MAR DEL PLATA

150 AÑOS

 

Lazos

Por Martina Oh

Por las noches, las opciones en casa de la nonna eran jugar a la canasta o escuchar con atención sus historias de la guerra. Entonces, me sentaba en el piso y me dejaba cautivar por sus relatos, breves, condensados pero muy divertidos para mis diez años.

Como la protagonista de una película de acción, mi nonna vivía las aventuras más increíbles: se escapaba del colegio de monjas para visitar a su novio, intercambiaba papas por pan cuando no había más para comer, improvisaba refugios contra los bombardeos aéreos o confeccionaba un vestido a la moda con cortinas agujereadas.

En ocasiones, era alguna foto en blanco y negro la que cobraba vida en ese mundo paralelo donde yo me sumergía con avidez.

Podía ver al nonno soldado, volando en su avión o imaginarlo llevando información secreta escondida en el caño de su veloz bicicleta. Con un tono festivo, la nonna suavizaba terribles sucesos de muertes inesperadas con naturalidad, quizás dejándose para sí misma los recortes más difíciles de su pasado en Italia.

Esa era mi nonna, una joven audaz que siguiendo al amor de su vida, llegaría a los pies de la cordillera argentina, a un pueblo más al sur de lo imaginable.

Allí nacería mi mamá, en pleno invierno y con tanta nieve que impedía abrir la puerta de la casa semicilíndrica de chapa que la empresa carbonífera ofrecía a sus obreros en los años cincuenta.

El nonno aprendería a ser tornero y la nonna se dedicaría al hogar, a la crianza de sus dos hijos y a coser en su moderna máquina Singer con la que yo aprendí a hacer mis minifaldas.

Pude entender el desarraigo que sintió al separarse de su madre y sus hermanos cuando mis padres decidieron que nos mudaríamos a la abrumadora y popular Mar del Plata de fines de los setenta, un mes después de la muerte del nonno.

Fueron cumpleaños sin tíos ni primos, domingos y navidades abúlicas y aburridas. Distancia y alegría inmensa al recibir alguna carta de la nonna.

Cómo había hecho para estar cincuenta años separada de  sus hermanos, me preguntaba. Con algunos había perdido el contacto desde su llegada a Argentina, con otros mantenía una correspondencia a las perdidas. 

¨Me voy a Italia nonna, voy a conocer a tus parientes. ¿Venís?¨

Y la nonna vino. Con un impulso inconsciente dejó su casita del sur y volamos juntas al  reencuentro con sus afectos y su pasado.

Su hermano mayor, junto a sus hijos y nietos, serían los primeros en recibirnos. Abrazos, besos, sorpresa, emoción. No había transcurrido el tiempo, solo existían  miradas que se reconocían y se enlazaban instantáneamente.

La nonna estaba animada, feliz, celebrando sus olores y sabores recuperados, el café intenso ristretto, el panpepatto y deliciosas pastas rellenas. La escuché en sus conversaciones cotidianas, simples, y también fui testigo de otras, charlas profundas y sinceras, necesarias para sanar heridas cerradas a la fuerza, como cuando su hermana menor le confesó que nunca le había escrito porque no le perdonaba haberse ido de Italia.
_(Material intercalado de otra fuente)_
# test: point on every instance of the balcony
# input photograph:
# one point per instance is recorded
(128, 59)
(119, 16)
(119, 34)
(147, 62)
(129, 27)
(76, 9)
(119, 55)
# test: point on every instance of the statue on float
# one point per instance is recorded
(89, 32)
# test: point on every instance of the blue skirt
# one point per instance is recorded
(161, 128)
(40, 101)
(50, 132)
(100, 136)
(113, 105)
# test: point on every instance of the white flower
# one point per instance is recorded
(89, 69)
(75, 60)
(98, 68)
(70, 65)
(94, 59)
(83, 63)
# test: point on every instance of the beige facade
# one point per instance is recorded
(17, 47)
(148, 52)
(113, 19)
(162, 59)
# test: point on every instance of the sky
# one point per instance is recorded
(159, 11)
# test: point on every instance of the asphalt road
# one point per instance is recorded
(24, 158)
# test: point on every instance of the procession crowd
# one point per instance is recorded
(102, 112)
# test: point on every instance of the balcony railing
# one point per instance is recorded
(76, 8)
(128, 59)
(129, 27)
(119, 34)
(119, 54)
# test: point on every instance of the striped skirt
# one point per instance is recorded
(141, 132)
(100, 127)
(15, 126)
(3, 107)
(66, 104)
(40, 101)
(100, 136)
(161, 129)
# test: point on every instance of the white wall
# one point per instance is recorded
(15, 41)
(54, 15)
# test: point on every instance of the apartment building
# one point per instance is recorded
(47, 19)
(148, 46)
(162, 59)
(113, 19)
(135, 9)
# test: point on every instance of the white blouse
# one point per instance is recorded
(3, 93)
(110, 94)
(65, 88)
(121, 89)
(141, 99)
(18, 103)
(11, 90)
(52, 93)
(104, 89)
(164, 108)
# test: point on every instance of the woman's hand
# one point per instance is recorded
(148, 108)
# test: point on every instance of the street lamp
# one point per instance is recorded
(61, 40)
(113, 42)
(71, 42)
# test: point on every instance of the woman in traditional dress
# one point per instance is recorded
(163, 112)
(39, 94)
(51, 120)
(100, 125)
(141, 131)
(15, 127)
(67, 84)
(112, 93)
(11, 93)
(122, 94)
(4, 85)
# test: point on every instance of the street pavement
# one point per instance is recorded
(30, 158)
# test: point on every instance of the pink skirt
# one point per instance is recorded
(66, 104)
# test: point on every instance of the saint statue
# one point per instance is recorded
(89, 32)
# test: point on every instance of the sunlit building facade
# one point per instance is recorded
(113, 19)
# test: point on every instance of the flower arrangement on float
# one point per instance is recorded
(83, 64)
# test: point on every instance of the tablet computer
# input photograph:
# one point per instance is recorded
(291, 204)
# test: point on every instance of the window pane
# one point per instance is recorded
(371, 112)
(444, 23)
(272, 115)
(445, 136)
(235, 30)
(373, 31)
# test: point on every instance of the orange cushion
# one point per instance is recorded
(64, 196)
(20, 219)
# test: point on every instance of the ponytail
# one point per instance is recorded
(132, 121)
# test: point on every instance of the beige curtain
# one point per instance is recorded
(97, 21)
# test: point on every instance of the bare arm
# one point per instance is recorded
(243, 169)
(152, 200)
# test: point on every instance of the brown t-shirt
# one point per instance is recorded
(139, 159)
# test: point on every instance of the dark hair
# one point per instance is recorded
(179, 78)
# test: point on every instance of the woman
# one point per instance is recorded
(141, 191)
El retorno a Argentina fue silencioso. Sabíamos que esa había sido la última y única vez que la nonna volvería a su tierra natal. No me animé a preguntarle si se había arrepentido de haber hecho el viaje. No era de contar sus sentimientos, pero yo le agradezco haberme permitido conocerla más.

Sus últimos años los pasó en casa de mamá, en Mar del Plata. Ya no hablaba pero seguía sonriendo…

Cada verano celebro ver a mis hijos con la misma pasión que yo tenía, pidiendo a sus abuelos que les cuenten las aventuras pasadas, mientras caminan  a orillas del mar.

Nonna, nonno, historias de vida, lazos eternos.

 

* Relato enviado por Adriana Martínez Viademonte para participar del concurso Valijas con Historia II, organizado por la Dirección General para la Promoción y Protección de los Derechos Humanos de General Pueryredon.